Time with Caps ends after seven up-and-down seasons

Right wing Alexander Semin, the longest-tenured Capitals player, signed a one-year, $7 million contract with the Carolina Hurricanes.

Semin, 28, was a 2002 first-round draft pick by Washington. In seven NHL seasons, he had 197 goals and 211 assists (408 points). But the relationship between the two sides had apparently run its course. Semin's agent, Mark Gandler, has long expressed his client's frustration at his recent role in Washington, and the team didn't make a concerted effort to keep him, either.

"I don't think that anything would change because the personnel hasn't changed," Gandler said about the Caps under new coach Adam Oates. "We could not take a chance and put him in a situation where [Semin] could not succeed. I thought that he needed a fresh start regardless of who the coach is."

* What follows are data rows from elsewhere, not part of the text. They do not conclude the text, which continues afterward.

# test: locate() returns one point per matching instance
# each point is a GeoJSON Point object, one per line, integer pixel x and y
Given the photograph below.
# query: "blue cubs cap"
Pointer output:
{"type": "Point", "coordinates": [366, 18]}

Semin averaged 16 minutes, 47 seconds of ice time in 2011-12 -- the lowest since his rookie year (12:37). Semin has shown an aptitude for playing on the penalty kill in years past, but under Dale Hunter and Bruce Boudreau this past season, he was used just 1:09 total when down a man. However, he also scored just 21 goals. That's his lowest total since his rookie year in 2003-04. Semin peaked at 84 points in 2009-10 but posted 54 each of the last two seasons. He was paid $6.7 million last year.

"We have done a lot of research about Alexander, and discussions about his fit with our team have included people at many different levels of our organization, including players, coaches and staff," Carolina general manager Jim Rutherford said in a statement. "What's been clear throughout this process was his commitment to wanting to play in the NHL and compete against the world's best players."

Gandler admitted that the market for a long-term NHL contract never materialized for his client. Semin did not visit Carolina in person or meet with the coaching staff, but Rutherford did provide a blueprint for how he would be used.

"The better [Semin] plays, the more time he deserves. That's not an issue," Gandler said. "He just needs to know that, that role is available to him if he deserves it. Hopefully he will respond."